In 2015, JetBlue signed a White House climate pledge to reduce emissions from commercial air travel and last year began actively exploring the potential to purchase renewable jet fuel. The deal with SG Preston is the largest long-term binding commitment by any airline for HEFA-based jet fuel, it claimed.
“This is the first of many steps towards a slowly evolving change,” said Hayes. “With our partner, SG Preston, we are pursuing renewable jet fuel production from feedstock systems with the ability to lower CO2 emissions by 50% or more per gallon before blending. This is a proactive step to address customer demand and protect our business and the future of our industry.”
Founded in 2012, SG Preston says it is not a technology company but instead relies on licensing technologies proven at commercial scale “and backed by significant balance sheet guarantees.”
It announced in October 2015 the signing of a multi-facility programme with a Houston-based engineering, procurement and construction subsidiary of IHI Corporation for series of commercial volume, advanced biofuels manufacturing plants, initially in the US Midwest and Canada.

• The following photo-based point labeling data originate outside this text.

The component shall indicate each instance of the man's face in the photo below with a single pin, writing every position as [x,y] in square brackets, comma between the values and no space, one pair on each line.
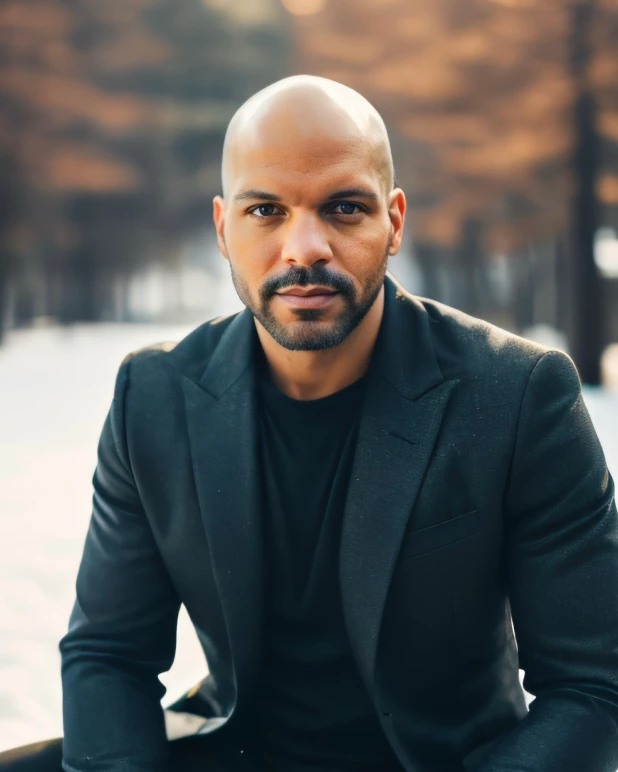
[307,229]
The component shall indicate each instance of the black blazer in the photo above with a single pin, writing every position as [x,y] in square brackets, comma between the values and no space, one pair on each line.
[479,491]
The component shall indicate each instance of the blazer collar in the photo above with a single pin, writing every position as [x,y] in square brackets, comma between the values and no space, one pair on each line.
[404,352]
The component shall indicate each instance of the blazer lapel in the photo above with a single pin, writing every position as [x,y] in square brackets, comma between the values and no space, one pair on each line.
[222,425]
[401,418]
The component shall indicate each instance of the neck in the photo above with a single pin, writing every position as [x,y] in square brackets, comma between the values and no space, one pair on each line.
[314,374]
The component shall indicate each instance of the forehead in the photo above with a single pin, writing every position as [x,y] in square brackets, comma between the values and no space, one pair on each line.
[311,164]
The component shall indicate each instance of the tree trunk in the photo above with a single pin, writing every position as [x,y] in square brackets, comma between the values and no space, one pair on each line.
[586,318]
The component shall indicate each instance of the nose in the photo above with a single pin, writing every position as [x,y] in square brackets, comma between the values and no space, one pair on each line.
[305,241]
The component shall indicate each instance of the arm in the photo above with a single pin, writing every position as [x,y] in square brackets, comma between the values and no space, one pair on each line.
[562,558]
[122,632]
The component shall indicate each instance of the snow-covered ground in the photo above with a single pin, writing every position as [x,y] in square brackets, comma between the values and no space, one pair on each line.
[55,388]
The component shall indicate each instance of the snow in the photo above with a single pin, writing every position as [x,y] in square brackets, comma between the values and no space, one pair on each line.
[55,389]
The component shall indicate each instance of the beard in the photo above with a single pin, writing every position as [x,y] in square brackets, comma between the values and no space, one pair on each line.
[309,332]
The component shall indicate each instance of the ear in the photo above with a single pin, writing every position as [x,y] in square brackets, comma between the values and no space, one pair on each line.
[218,215]
[396,213]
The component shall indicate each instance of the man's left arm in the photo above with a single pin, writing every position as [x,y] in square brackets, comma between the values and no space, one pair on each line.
[561,531]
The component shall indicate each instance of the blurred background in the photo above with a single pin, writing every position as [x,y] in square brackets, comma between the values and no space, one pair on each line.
[503,117]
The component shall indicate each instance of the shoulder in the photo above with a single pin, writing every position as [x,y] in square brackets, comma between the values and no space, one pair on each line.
[189,355]
[468,344]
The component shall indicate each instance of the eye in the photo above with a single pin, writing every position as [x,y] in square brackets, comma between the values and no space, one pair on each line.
[263,210]
[346,207]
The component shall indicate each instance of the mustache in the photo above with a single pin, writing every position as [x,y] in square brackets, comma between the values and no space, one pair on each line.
[301,277]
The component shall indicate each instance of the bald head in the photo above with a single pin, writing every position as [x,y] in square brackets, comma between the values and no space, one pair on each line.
[300,116]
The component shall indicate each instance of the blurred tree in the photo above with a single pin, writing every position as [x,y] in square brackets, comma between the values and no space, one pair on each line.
[504,122]
[113,116]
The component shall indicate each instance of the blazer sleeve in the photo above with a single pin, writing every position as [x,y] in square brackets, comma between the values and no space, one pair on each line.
[562,562]
[122,630]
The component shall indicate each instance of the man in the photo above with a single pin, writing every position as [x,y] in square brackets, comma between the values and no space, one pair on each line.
[353,491]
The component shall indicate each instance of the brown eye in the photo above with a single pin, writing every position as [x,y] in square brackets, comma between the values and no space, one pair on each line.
[346,207]
[264,210]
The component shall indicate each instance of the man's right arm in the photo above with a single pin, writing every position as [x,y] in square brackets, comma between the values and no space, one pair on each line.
[122,632]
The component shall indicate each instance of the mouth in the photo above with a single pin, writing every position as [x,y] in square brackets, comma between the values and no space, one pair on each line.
[307,297]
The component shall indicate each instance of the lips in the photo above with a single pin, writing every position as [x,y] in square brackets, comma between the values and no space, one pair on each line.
[307,297]
[304,292]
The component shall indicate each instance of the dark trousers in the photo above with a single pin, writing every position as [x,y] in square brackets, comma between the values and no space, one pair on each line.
[190,754]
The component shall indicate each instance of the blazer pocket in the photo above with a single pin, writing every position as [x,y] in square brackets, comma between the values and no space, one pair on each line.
[435,537]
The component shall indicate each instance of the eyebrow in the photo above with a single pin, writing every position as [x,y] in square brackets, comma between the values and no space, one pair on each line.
[249,195]
[263,195]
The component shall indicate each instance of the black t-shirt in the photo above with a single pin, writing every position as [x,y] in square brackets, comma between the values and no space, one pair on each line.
[311,709]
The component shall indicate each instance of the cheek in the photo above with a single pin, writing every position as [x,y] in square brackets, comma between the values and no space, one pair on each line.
[251,257]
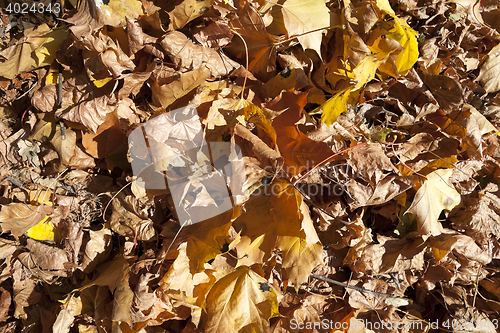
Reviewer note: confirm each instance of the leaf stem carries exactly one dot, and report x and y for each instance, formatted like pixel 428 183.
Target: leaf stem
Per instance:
pixel 328 158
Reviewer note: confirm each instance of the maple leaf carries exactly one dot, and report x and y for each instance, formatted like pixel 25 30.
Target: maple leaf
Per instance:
pixel 489 75
pixel 20 217
pixel 437 193
pixel 36 49
pixel 306 19
pixel 241 299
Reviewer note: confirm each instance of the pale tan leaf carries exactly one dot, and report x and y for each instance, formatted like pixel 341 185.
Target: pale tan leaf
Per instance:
pixel 241 299
pixel 489 75
pixel 436 194
pixel 306 19
pixel 19 217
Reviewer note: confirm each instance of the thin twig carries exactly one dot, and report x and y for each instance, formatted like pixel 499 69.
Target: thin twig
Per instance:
pixel 362 290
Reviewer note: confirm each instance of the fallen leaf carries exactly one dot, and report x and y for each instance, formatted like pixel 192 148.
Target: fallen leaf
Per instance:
pixel 36 49
pixel 115 13
pixel 306 20
pixel 187 11
pixel 489 75
pixel 20 217
pixel 239 301
pixel 437 193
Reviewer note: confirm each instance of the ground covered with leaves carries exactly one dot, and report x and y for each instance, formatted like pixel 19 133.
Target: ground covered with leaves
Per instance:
pixel 369 136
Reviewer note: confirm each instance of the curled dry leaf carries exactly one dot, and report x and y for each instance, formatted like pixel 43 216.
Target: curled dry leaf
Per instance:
pixel 82 102
pixel 436 194
pixel 44 261
pixel 19 217
pixel 187 55
pixel 241 299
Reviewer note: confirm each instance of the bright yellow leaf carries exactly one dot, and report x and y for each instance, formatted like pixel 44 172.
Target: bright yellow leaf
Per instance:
pixel 44 231
pixel 333 107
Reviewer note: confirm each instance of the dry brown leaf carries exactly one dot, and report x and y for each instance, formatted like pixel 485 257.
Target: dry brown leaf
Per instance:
pixel 187 55
pixel 300 152
pixel 370 162
pixel 437 193
pixel 103 56
pixel 489 75
pixel 82 102
pixel 36 49
pixel 187 11
pixel 445 90
pixel 258 42
pixel 166 92
pixel 274 219
pixel 241 299
pixel 128 223
pixel 122 300
pixel 19 217
pixel 44 261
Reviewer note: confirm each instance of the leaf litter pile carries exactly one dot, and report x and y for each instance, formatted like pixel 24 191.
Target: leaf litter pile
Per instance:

“The plants will use proven, commercial-scale technologies for the production of renewable diesel and jet fuel targeting US and global industries seeking a volume-based, competitively-priced solution to their environmental sustainability mandates,” said the company, which is looking at building five plants initially, each producing 120 million gallons of renewable fuel per year. It added it would provide “immediate partnering solutions to the global aviation industry, with targeted, competitive value-added market offerings.”
Commenting on the JetBlue agreement, SG Preston founder and CEO Randy Delbert LeTang said: “This strategic relationship with JetBlue is a continuation of our commitment to develop reliable products from renewable resources at commercial scale and volume for stakeholders who recognise renewable fuel has transcended buzzword status and is a critical component of responsible growth. Our strategy is to address demand versus supply gaps in the industry and align development and delivery mechanisms to meet our customers’ demand in the least disruptive way.”

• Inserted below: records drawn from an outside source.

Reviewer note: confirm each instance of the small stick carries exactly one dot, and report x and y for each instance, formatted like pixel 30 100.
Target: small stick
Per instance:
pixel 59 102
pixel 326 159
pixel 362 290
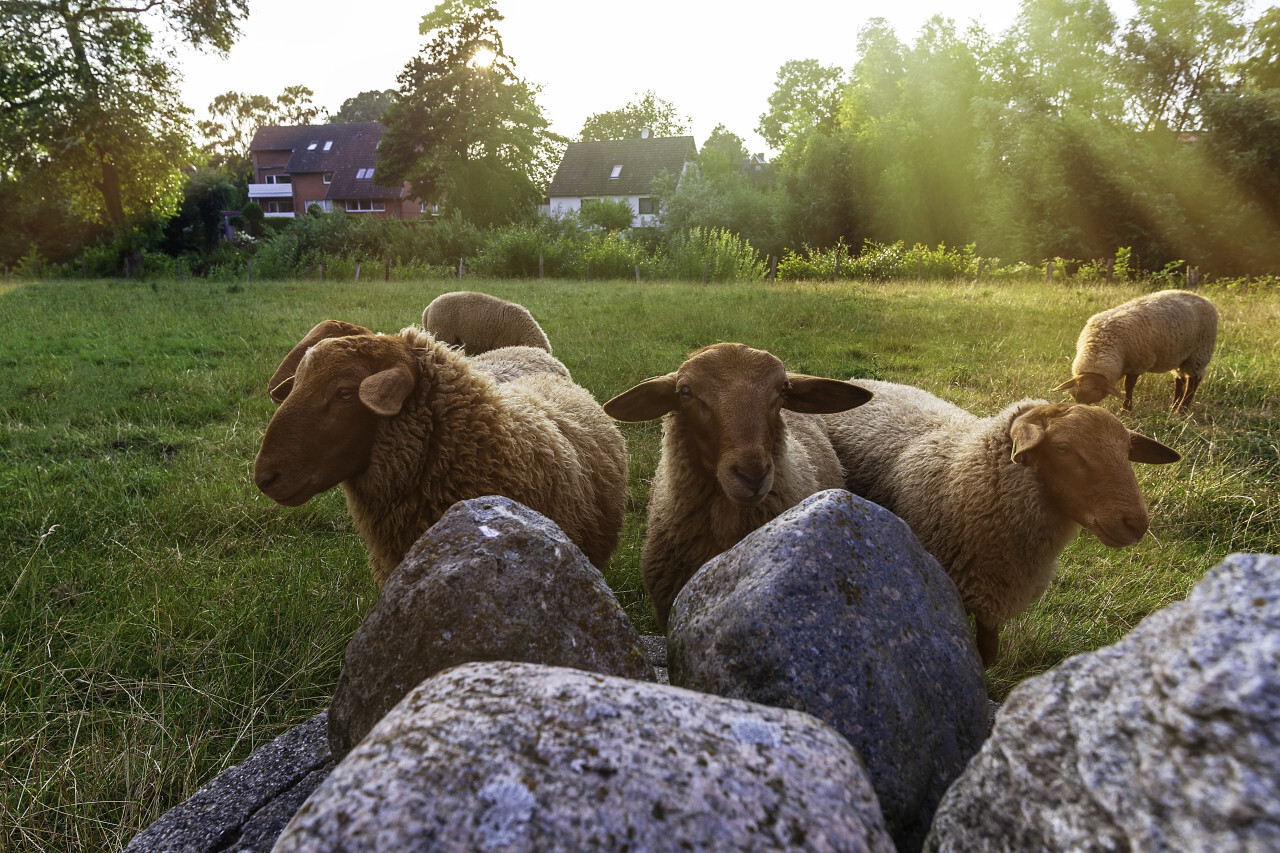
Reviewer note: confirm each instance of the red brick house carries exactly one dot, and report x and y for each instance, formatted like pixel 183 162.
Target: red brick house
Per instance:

The offtake agreement was welcomed by the wider aviation sector. “JetBlue is joining a group of industry-leading airlines which are taking the bold, but smart choice to put themselves at the forefront of our sector’s climate action. They should be warmly congratulated for making that choice,” said Michael Gill, Executive Director of the cross-industry Air Transport Action Group.
“Following eight years of exhausting testing and certification processes, in February this year Oslo Airport became the first to supply airlines with alternative fuels for regular daily flights. Los Angeles soon followed and today’s news will ensure that JFK and other New York airports also come on stream from 2019. The industry anticipates further similar announcements in the near future.
“The airlines that have signed substantial offtake agreements on alternative fuels are helping the whole industry by kick-starting this move to renewable energy.”
Added Nancy Young, VP Environmental Affairs for trade group Airlines for America (A4A): “With this announcement, US airlines continue to lead the way to a more secure and environmentally friendly future. Sustainable alternative aviation fuels help our members build on their already strong environmental record and help reduce price volatility and enhance energy security by providing a competitor for petroleum-based jet fuel.”
Other A4A airline members in the US that have purchase agreements in place for alternative fuels include United, FedEx, Southwest and Alaska, with United already receiving supply for aircraft operations at Los Angeles International.